Quizás, por esta razón, la situación francesa nos muestra la situación global a la que asistimos: a diferencia de las revoluciones modernas, las revueltas contemporáneas, no se orientan por el horizonte de “progreso” sino, más bien, por el de su destitución. En este sentido son, a la vez, más radicales y lábiles que las revoluciones modernas: “radicales” porque ponen en cuestión al horizonte moderno en su totalidad exponiendo su violencia constitutiva, pero “lábiles” porque aún no han encontrado otra modulación para su intensidad y organización.
Sin embargo, la cuestión decisiva es, quizás, ésta: la Francia de Kant no es la de nosotros. Cuando Francia arde, una cierta noción de modernidad se difumina deviniendo cenizas. Porque no se trata de advertir una “disposición moral del género humano” ni tampoco de una “identidad” amenazada, sino de la destitución de una época otrora contemplada por Kant bajo el “entusiasmo” en una “disposición moral del género humano” para la cual, los actuales banlieues no son más que su cruda refutación práctica.

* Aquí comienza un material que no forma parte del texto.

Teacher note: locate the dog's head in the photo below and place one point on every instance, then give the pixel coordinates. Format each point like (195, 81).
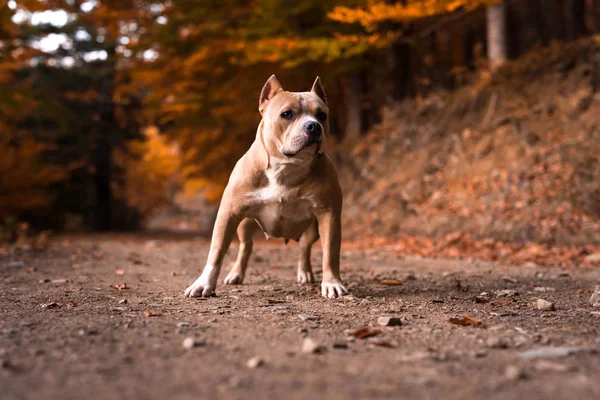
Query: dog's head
(295, 123)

Si la República se ha desvanecido en las cenizas del neofascismo -ella misma expone su núcleo tanático, aquél que, históricamente, hizo converger República y colonialismo-, no nos queda más que intensificar la organización de la sublevación o, como decía Benjamin: “organizar el pesimismo”. Quizás ésta sea la tarea política más radical, antes que la policía restituya el orden y, como siempre, la “República” le esté infinitamente agradecida.